LE CHANT DE LA FEMME PARFAITE : LA PERFECTION N'EST PAS DE NOTRE DIMENSION


 Avec Le Chant de la Femme Parfaite, Makyo et Bruno Cannucciari nous plongent dans une œuvre hybride, qui oscille entre introspection psychologique, mystique contemporaine et une vraie incursion dans le paranormal. L’histoire s’ouvre sur une tragédie militaire : Alan Zédher, lieutenant en mission en Afghanistan, voit son existence basculer lorsqu’un phénomène inexpliqué perturbe le décryptage d’une communication capitale. L’erreur coûte la vie à plusieurs de ses camarades, et le poids du remords l’entraîne dans une lente descente aux enfers. S'il s'est trompé, c'est probablement parce qu'il est atteint d'une rare forme mutante de paludisme, qui provoque de la fièvre, des délires, des crises invalidantes. Et d'ailleurs, quelques instant avant que l'inévitable ne se produise, Alan a vu les objets disposés sur son bureau se mettre à flotter, ce qui est objectivement assez peu probable, à bien y penser… Désavoué par l’armée, abandonné par la femme qu’il aime (Catherine), qui lui explique ne plus avoir la patience et la force d'être aux côtés de quelqu'un qui se sait condamné par la médecine, il s’effondre et enchaîne les crises, tout en menant une recherche scientifique obsessionnelle sur les ondes scalaires, comme si la vérité physique pouvait absoudre son échec, ou tout du moins l'expliquer. Le récit bascule définitivement dans l’étrange lorsqu’une femme, réplique troublante de son amour perdu, apparaît au centre d’un crop-circle, juste derrière son habitation. Nue sous un vêtement dont le tissu ne ressemble à rien de connu, la belle blonde utilise aussi un langage assez singulier, affirme provenir d'une dimension parallèle et s'apprête à lui faire d'autres révélations qui dépassent l’entendement. 

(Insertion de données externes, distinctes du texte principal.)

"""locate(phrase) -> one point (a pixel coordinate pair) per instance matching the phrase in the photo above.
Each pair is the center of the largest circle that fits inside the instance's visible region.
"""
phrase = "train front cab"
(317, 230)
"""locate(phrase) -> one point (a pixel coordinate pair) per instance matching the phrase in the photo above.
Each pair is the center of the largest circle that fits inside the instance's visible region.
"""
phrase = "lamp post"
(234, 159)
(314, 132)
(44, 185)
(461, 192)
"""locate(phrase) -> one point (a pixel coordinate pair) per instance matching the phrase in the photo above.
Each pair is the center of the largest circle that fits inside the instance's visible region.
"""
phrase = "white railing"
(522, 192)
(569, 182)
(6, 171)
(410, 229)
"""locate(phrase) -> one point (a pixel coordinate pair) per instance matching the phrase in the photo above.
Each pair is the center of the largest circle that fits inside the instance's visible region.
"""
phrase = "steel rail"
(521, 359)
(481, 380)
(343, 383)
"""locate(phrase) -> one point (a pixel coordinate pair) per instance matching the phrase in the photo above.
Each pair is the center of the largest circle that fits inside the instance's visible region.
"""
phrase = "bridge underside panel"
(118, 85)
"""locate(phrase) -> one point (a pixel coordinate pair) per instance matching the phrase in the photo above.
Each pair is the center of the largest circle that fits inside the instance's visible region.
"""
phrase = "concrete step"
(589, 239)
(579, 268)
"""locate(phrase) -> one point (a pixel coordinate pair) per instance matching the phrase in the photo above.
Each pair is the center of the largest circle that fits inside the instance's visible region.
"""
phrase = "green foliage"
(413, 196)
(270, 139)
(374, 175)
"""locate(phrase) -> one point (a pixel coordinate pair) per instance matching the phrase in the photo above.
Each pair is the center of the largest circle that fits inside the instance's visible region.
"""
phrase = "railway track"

Dès lors, Le Chant de la Femme Parfaite devient un album touchant et déroutant, dans lequel la science côtoie la métaphysique, où les émotions humaines deviennent le prisme d’une quête existentielle. La narration, exigeante, tisse une trame où le réel vacille, ce qui force Alan à naviguer entre doutes et croyances, rationalité et craintes profondes. Son meilleur ami, qui est aussi son médecin et son dernier soutien dans la maladie, est le personnage qui apporte un peu de rationalité à l'ensemble, mais il est lui aussi mis peu à peu à l'écart, car la belle inconnue s'est installée chez Alan, et lui a proposé un marché extraordinaire. Cette Catherine pourrait bien être en mesure de le guérir, en échange de quelque chose qui va bouleverser le malade, l'obliger à se rapprocher à nouveau de celle qu'il tente d'oublier, ici de retour sans vraiment l'être. Cette histoire de faux semblants fantastiques pourra bien entendu désarçonner certains lecteurs. L’œuvre refuse la linéarité et l’évidence, préfère suggérer plutôt qu’asséner (on en vient vraiment à souhaiter tout le bonheur du monde à Alan, sachant que tout ceci ne peut durer éternellement), jusqu’à un dénouement à la fois bouleversant et énigmatique. Graphiquement, Bruno Cannucciari offre un dessin d’une grande finesse, qui parvient à unir le réalisme et l'onirisme avec une maîtrise saisissante. Ses planches sont traversées par une poésie et une beauté évidente, d'une délicatesse sensible. Du coup, Le Chant de la Femme Parfaite est une œuvre réussie, qui ne se laisse pas apprivoiser facilement, mais qui nous a ravis. Drame personnel, incursion dans une étrange science-fiction intimiste, l'ouvrage (publié chez Delcourt) est une expérience de lecture troublante.